3 of 207 comments (clear)

  1. B Method? by starseeker · · Score: 5, Interesting

    "the bug was unmasked as a particularly subtle incarnation of a common programming error called a "race condition," triggered on August 14th by a perfect storm of events and alarm conditions on the equipment being monitored. The bug had a window of opportunity measured in milliseconds. "

    Isn't this the type of problem the B Method (and maybe the Z language too) are designed to address? Use proof logic initially - once you have decided on a behavior you want, design the system in such a way that it is provable it executes this design.

    That doesn't mean the DESIGN is flawless, of course. But if we start engineering software on as many levels as we can, mightn't things improve? Normal software development and testing would never have found a critical bug with rare trigger conditions and a millisecond window. If you need precision on that level, you need to (for starters) to KNOW your implimentation of your design is sound, and preferably the code you are running exactly impliments the proven logic.

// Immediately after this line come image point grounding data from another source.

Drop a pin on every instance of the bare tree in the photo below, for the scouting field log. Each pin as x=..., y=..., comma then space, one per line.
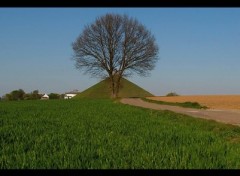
x=115, y=46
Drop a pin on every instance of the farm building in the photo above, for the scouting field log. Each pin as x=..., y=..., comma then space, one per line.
x=45, y=97
x=69, y=95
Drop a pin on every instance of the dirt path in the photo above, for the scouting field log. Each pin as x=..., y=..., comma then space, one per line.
x=224, y=116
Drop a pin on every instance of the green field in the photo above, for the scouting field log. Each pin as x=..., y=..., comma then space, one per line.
x=103, y=134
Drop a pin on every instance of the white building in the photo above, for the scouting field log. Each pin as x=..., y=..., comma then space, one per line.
x=69, y=95
x=45, y=97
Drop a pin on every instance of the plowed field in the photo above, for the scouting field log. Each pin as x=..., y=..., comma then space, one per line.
x=211, y=101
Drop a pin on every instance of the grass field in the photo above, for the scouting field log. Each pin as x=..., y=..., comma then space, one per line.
x=104, y=134
x=211, y=101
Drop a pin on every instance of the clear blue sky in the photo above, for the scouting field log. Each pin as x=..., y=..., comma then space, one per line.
x=199, y=49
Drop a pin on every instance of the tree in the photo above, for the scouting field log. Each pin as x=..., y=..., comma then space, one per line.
x=115, y=46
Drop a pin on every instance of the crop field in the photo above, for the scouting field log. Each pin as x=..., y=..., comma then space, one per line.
x=211, y=101
x=103, y=134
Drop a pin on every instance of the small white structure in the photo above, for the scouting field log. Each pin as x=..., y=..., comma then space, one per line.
x=45, y=97
x=69, y=95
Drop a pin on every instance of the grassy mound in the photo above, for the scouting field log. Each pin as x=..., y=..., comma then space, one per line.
x=102, y=90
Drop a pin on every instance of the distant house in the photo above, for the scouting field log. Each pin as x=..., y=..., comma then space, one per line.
x=45, y=97
x=69, y=95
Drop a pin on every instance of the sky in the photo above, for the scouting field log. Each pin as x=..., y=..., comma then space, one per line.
x=199, y=49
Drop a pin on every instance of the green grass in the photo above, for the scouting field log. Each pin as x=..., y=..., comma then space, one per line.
x=187, y=104
x=103, y=134
x=102, y=90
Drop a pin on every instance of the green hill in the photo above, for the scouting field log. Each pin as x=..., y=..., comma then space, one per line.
x=102, y=90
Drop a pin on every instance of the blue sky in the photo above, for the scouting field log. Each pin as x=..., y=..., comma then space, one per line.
x=199, y=49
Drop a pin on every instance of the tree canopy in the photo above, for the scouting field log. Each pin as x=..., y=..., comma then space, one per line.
x=115, y=46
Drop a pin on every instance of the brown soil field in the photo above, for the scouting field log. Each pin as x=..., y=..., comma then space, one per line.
x=211, y=101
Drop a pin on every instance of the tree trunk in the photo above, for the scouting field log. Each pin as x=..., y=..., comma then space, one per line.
x=115, y=84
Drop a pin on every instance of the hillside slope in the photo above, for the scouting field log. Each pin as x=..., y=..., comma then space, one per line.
x=102, y=90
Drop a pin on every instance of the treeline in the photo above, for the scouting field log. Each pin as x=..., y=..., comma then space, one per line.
x=34, y=95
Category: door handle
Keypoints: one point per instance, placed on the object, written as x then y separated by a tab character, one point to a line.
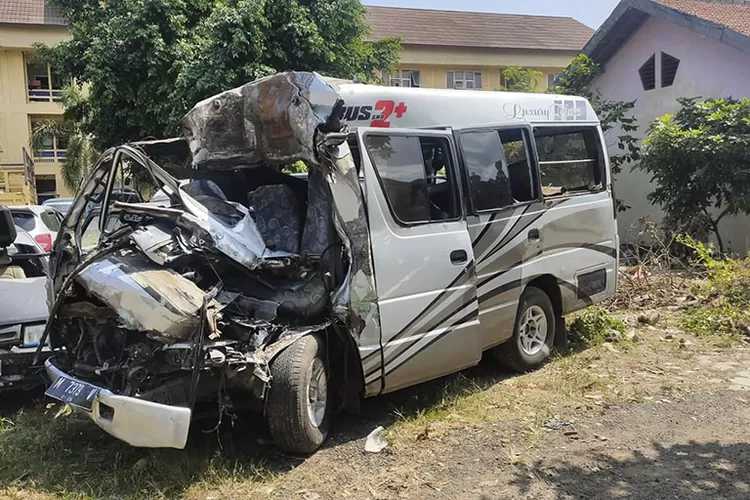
459	257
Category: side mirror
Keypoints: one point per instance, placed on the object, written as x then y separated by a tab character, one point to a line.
7	228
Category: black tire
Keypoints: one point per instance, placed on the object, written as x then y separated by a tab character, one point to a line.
289	420
512	354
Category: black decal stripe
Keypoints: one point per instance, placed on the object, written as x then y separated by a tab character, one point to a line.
460	280
518	218
435	324
450	330
484	230
577	291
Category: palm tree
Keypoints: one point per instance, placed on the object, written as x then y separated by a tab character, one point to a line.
80	153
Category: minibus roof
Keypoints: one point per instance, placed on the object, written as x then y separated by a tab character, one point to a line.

Isn't this what the B Method was created for?

    --
    "I object to doing things that computers can do." -- Olin Shivers, lispers.org
  2. Re:The problem with SCADA systems by Vancorps · · Score: 5, Interesting
    This all reminds me of the movie Resident Evil where they shut down power and all the doors unlock when power is restored.

    You bring up a great point about failure states. I work for several large hotels and the fire control systems are the ones that alert whenever there is any problem of any kind largely because any problem of any kind needs to be addressed immediately so it makes sense.

    I would think power systems would think along the same lines since the odds are, ANY failure whatsoever needs immediate attention of engineers that maintain the system. This is not a requirement for all software but when it comes to such critical services why doesn't everybody do the same practice? It seems so blatently obvious that alarms should have been raised.

    Also, in situation's where you don't work on a live environment you can always create a test environment that is for all intensive purposes "live" For web development work I do I have a testing domain which is used to test sites to ensure that because they work here in my lab they will work when I hand them off to the client. Its 100% accurate, I've seen it done with countless other systems, so why wasn't it done here?

  3. The American jackasses who blamed Canada by Kevin+Mitnick · · Score: 5, Interesting

    Did anyone ever retract their statements? I know the NY Mayor was pretty quick to blame us Canucks.